Despite that history, very few people could have foreseen the rap battle that emerged in the Twin Cities this summer: one corporate FM radio station going up against another for fans of 1990s-era hip-hop.

“Of all the formats, this is not the one where you’d expect to see a head-to-head competition in the Twin Cities,” admitted Gregg Swedberg, senior vice president of programming at iHeartMedia in Minneapolis (formerly Clear Channel).

The Twin Cities had not had a full-time hip-hop radio station in five years until Swedberg’s company finally filled that vacancy in early June when it debuted Hot 102.5. And then all of a sudden there were two.

Just two months after Hot 102.5 emerged — with a surprisingly strong social-media buzz but a not-so-surprisingly narrow playlist — iHeartMedia’s worldwide competitor Cumulus Media followed suit and launched a nearly identical Twin Cities retro-rap outlet, the Vibe 105, on Aug. 14.

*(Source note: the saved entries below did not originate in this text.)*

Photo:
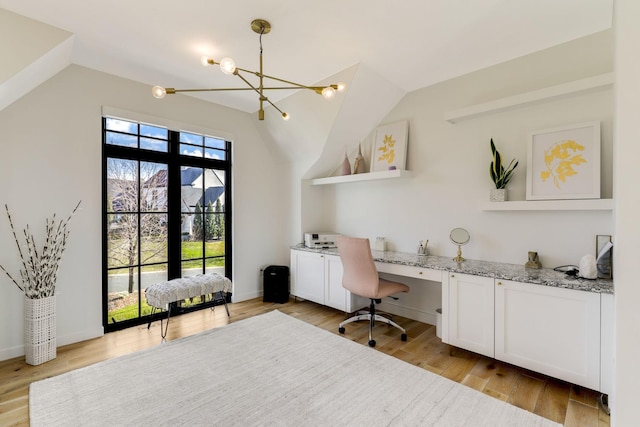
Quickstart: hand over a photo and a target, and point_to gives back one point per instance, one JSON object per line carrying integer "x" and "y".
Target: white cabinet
{"x": 318, "y": 278}
{"x": 335, "y": 295}
{"x": 549, "y": 330}
{"x": 307, "y": 275}
{"x": 471, "y": 313}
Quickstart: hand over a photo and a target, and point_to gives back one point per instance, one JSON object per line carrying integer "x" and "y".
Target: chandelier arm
{"x": 262, "y": 97}
{"x": 317, "y": 89}
{"x": 211, "y": 89}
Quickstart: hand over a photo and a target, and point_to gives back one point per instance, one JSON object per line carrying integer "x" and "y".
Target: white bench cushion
{"x": 162, "y": 293}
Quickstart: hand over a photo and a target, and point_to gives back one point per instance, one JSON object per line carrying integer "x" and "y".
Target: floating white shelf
{"x": 551, "y": 205}
{"x": 398, "y": 173}
{"x": 576, "y": 87}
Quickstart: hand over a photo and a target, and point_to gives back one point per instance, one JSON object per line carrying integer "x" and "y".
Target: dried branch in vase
{"x": 39, "y": 270}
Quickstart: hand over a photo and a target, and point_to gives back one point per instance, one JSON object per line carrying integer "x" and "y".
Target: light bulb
{"x": 328, "y": 92}
{"x": 159, "y": 92}
{"x": 206, "y": 61}
{"x": 227, "y": 65}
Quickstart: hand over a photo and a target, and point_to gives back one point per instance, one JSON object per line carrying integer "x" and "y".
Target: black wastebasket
{"x": 276, "y": 284}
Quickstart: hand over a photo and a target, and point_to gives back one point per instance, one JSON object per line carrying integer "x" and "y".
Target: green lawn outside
{"x": 190, "y": 250}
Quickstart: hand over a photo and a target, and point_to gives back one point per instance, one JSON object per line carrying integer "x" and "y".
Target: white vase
{"x": 498, "y": 195}
{"x": 345, "y": 168}
{"x": 39, "y": 330}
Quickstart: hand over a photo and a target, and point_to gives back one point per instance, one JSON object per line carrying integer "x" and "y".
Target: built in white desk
{"x": 539, "y": 319}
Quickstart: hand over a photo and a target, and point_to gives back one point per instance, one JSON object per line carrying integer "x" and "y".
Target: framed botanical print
{"x": 390, "y": 147}
{"x": 564, "y": 163}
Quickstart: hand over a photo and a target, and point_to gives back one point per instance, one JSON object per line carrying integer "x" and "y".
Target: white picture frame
{"x": 390, "y": 147}
{"x": 564, "y": 162}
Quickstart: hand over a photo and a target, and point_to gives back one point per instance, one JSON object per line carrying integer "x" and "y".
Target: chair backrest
{"x": 360, "y": 275}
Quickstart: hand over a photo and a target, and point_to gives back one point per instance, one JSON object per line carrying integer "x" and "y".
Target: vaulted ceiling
{"x": 409, "y": 43}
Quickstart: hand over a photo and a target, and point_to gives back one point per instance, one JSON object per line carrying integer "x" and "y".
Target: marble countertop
{"x": 497, "y": 270}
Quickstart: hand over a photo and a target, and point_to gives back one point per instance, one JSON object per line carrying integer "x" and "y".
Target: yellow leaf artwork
{"x": 560, "y": 160}
{"x": 387, "y": 151}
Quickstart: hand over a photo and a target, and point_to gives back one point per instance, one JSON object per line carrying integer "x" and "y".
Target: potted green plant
{"x": 500, "y": 175}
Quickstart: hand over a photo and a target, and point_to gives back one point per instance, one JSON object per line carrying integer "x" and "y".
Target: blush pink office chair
{"x": 360, "y": 277}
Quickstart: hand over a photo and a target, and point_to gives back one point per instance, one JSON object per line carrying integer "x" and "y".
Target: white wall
{"x": 51, "y": 158}
{"x": 450, "y": 164}
{"x": 627, "y": 176}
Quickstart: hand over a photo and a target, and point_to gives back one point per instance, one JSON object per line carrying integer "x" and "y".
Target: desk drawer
{"x": 410, "y": 271}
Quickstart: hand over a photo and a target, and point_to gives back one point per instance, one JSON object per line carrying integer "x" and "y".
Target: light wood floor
{"x": 548, "y": 397}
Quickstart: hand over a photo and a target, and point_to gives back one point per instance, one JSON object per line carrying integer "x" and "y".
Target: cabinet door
{"x": 550, "y": 330}
{"x": 307, "y": 272}
{"x": 471, "y": 316}
{"x": 335, "y": 294}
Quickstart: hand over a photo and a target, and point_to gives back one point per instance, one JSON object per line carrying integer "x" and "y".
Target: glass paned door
{"x": 136, "y": 235}
{"x": 203, "y": 220}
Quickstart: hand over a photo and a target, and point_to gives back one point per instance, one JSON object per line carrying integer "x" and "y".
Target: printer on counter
{"x": 321, "y": 240}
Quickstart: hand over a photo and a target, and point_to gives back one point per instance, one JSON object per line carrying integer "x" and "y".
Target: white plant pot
{"x": 498, "y": 195}
{"x": 39, "y": 330}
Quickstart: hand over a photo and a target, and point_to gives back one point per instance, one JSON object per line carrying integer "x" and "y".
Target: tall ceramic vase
{"x": 39, "y": 330}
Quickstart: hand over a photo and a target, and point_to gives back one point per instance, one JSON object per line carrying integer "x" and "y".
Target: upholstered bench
{"x": 162, "y": 295}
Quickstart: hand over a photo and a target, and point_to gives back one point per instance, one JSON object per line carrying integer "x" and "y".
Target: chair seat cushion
{"x": 387, "y": 288}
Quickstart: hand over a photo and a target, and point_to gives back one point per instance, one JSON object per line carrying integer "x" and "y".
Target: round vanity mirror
{"x": 460, "y": 237}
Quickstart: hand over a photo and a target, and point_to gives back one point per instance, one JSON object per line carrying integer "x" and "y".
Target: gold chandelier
{"x": 228, "y": 66}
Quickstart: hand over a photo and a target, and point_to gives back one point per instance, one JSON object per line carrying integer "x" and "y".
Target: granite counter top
{"x": 497, "y": 270}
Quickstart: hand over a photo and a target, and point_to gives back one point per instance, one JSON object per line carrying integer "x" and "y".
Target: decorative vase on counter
{"x": 498, "y": 195}
{"x": 345, "y": 169}
{"x": 39, "y": 329}
{"x": 358, "y": 164}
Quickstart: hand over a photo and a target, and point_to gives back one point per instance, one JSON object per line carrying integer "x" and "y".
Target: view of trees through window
{"x": 166, "y": 213}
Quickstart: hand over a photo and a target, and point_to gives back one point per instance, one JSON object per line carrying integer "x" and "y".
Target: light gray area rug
{"x": 268, "y": 370}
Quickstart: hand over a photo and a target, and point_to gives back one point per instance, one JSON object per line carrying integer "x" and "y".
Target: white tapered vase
{"x": 39, "y": 330}
{"x": 498, "y": 195}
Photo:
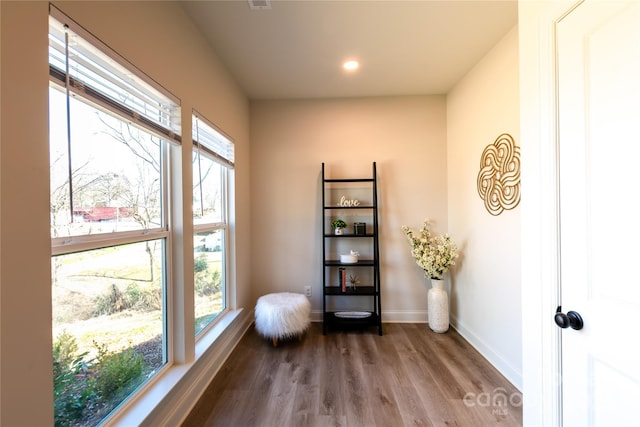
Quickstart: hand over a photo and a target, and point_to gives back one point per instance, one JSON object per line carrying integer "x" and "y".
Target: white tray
{"x": 353, "y": 314}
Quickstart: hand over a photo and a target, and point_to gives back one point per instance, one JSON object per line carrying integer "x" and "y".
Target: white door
{"x": 598, "y": 54}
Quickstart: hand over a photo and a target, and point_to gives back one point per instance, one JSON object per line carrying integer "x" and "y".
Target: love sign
{"x": 344, "y": 202}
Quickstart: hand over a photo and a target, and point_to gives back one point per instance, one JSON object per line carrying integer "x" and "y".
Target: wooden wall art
{"x": 499, "y": 176}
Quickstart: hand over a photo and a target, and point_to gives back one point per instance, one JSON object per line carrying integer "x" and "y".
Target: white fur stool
{"x": 282, "y": 315}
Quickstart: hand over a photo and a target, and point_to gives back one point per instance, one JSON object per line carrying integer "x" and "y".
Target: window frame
{"x": 223, "y": 153}
{"x": 168, "y": 139}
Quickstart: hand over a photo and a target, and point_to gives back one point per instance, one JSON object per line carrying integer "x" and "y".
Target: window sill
{"x": 168, "y": 399}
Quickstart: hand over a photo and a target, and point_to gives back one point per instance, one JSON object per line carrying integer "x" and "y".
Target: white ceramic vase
{"x": 438, "y": 306}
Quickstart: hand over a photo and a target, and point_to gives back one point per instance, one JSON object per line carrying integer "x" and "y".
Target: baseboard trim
{"x": 494, "y": 358}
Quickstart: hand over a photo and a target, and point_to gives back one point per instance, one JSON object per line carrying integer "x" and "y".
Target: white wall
{"x": 486, "y": 284}
{"x": 289, "y": 141}
{"x": 160, "y": 40}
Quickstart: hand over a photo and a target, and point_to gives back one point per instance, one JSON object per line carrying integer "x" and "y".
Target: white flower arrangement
{"x": 434, "y": 254}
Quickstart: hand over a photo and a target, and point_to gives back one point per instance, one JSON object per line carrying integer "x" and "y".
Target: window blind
{"x": 99, "y": 75}
{"x": 212, "y": 142}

Instead of any current hip-hop tracks, both stations play only old MTV-era, radio-clean songs by the likes of 2Pac, Snoop Dogg, Jay Z, P. Diddy, Salt-N-Pepa, Eminem, Nelly, Fabolous, Ludacris and a few R&B acts such as Usher, TLC and Aaliyah.

As if to underscore the marketability of its format, the Vibe 105 arrived the same day that the ’80s rap group N.W.A. biopic “Straight Outta Compton” hit theaters on its way to an industry-shocking $60 million opening weekend.

“It was pure coincidence, but a good one,” said Scott Jameson, operations manager at Cumulus Media Minneapolis, which operates the Vibe alongside classic-rock mainstay KQRS (92.5 FM) and hard-rock outlet 93X (93.7 FM).

Jameson did not go so far as to claim it was entirely a coincidence that his company’s new outlet debuted so soon after Hot 102.5. Both stations are programmed via their parent corporations’ databases in lieu of on-air DJs.